И вдруг я увидел ее. В сельской лавчонке. Стоя у прилавка в лучах яркого утреннего солнца, она беседовала с продавцом, пока тот укладывал ее покупки в пакет. Я узнал ее сразу. Те же светлые волосы, только теперь длинные, заплетенные в косу, спадавшую вдоль спины. Та же белая, казавшаяся прозрачной кожа. И моя рука тотчас же скользнула вниз, готовая ощутить привычную тяжесть пистолета. Стоило мне услышать ее голос, как я невольно отпрянул назад, к деревянному стеллажу с продуктами, сжимая пальцами поясной ремень. Острые края полок вонзались мне в спину. На лбу выступила испарина, рубашка взмокла от пота. Еще один вошедший в лавку покупатель сердито отстранил мой локоть и, что-то ворча себе под нос, попытался достать нужную ему банку у меня за спиной, но я не двинулся с места. И опять моя рука непроизвольно скользнула вниз. Я забыл, что больше не ношу оружия.

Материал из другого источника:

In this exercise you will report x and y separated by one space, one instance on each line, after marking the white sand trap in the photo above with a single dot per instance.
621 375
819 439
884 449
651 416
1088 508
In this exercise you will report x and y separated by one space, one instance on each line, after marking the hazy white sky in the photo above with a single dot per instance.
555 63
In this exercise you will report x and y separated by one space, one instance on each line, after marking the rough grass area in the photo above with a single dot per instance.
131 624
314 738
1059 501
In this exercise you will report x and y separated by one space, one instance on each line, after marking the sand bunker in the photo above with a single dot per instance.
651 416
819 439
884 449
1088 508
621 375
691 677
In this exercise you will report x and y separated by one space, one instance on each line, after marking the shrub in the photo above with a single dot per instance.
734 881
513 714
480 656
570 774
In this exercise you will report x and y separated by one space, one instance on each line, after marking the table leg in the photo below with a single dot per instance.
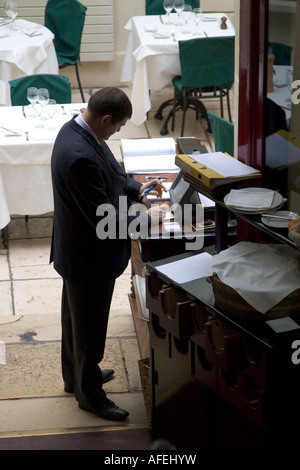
5 237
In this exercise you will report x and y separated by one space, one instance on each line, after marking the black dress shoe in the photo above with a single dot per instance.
107 375
106 409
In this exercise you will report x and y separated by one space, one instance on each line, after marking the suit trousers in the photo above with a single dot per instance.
85 312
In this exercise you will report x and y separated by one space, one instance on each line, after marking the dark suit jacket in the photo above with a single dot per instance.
85 175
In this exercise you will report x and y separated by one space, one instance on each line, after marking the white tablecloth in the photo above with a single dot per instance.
151 61
22 54
25 165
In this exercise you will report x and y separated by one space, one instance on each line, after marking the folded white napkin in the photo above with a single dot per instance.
11 131
260 200
262 274
43 134
26 25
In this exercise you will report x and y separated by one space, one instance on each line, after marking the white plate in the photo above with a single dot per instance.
277 223
278 202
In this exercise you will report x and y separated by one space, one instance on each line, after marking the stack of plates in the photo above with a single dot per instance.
277 202
284 217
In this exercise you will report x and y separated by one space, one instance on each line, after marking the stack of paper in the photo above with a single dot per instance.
149 155
217 168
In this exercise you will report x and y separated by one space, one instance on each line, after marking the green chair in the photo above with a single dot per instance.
59 88
207 71
66 18
155 7
223 132
282 53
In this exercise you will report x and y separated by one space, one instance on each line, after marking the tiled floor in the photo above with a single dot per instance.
32 400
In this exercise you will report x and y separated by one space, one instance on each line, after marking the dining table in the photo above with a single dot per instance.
26 48
152 54
26 142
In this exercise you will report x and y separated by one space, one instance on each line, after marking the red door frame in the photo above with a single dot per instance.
252 58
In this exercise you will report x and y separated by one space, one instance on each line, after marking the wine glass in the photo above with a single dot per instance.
168 6
186 14
178 7
41 103
32 95
11 9
51 110
197 18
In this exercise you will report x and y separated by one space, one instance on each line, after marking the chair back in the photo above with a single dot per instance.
66 20
282 53
155 7
59 88
207 62
223 132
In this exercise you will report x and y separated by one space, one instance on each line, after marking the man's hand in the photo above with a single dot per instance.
157 190
157 213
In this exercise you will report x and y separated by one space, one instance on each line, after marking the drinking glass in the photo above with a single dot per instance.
51 110
168 6
178 7
186 15
197 13
41 103
32 98
11 9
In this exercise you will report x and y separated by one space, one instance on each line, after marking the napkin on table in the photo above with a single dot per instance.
260 200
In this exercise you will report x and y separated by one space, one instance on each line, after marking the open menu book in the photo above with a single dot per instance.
149 155
217 168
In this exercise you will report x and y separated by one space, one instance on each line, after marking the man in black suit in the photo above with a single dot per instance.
86 180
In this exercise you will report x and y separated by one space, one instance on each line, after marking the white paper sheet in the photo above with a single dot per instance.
151 164
187 269
224 165
262 274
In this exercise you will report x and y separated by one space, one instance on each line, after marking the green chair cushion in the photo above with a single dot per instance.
65 18
207 62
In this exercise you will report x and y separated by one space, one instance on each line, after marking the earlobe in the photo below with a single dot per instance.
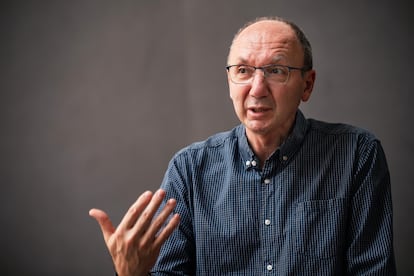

Да, это была она. Когда мой адъютант впервые привел ее ко мне в кабинет, она показалась мне еще более хрупкой, чем тогда, во дворе: выцветшая лагерная роба болталась на ее худеньких плечах. Голова была повязана красным платком. Отпустив адъютанта, я отложил перо и поднялся из-за стола. Я приблизился к ней и взглянул на ее худое лицо с острыми скулами и темными кругами под глазами, отметив при этом пухлые, сочные губы. Под ветхой тканью ее лагерной робы угадывались маленькие упругие груди. Я удовлетворенно кивнул и медленно прошелся вокруг нее, водя дубинкой по ее животу, бокам, бедрам. Она не отстранилась. Тогда я провел рукой по ее спине: под серой робой на ней ничего не было. Я мысленно улыбнулся и стал тискать ее гибкое тело, пока мы не оказались лицом к лицу. Когда я приподнял дубинкой ее подбородок, она не отвела глаз.

— Ja, — сказал я, глядя ей прямо в глаза. — Ja.

Я не отвел взгляда. Это было не в моих правилах. Я всегда смотрел прямо, не пряча глаз и не мигая. Я смотрел на трибуну и восторженно кивал. Рядом со мной были такие же, как я, исполненные воодушевления молодые люди в таких же, как у меня, черных мундирах. Наши взоры были прикованы к трибуне и стоявшему на ней невысокому человеку в очках с тонкой металлической оправой. Его имя мало что говорило нам тогда, зато лицо было отчетливо видно в свете факелов, освещавших трибуну и плац. Гордость распирала нам грудь. Затаив дыхание, мы ловили каждое слово оратора. В стеклах его очков отражался свет факелов, и оттого казалось, что в глазах у него полыхает пламя.

— Мы — воплощение чистоты нации, — отчеканил оратор. — Ее благородства. Ее доблести. Мы — надежда нашей страны.

Все мы, будущие офицеры, дружно закивали.

— Ради достижения великой цели мы не пощадим собственной жизни, — продолжал человек на трибуне. — И уж тем более не пощадим чужой жизни.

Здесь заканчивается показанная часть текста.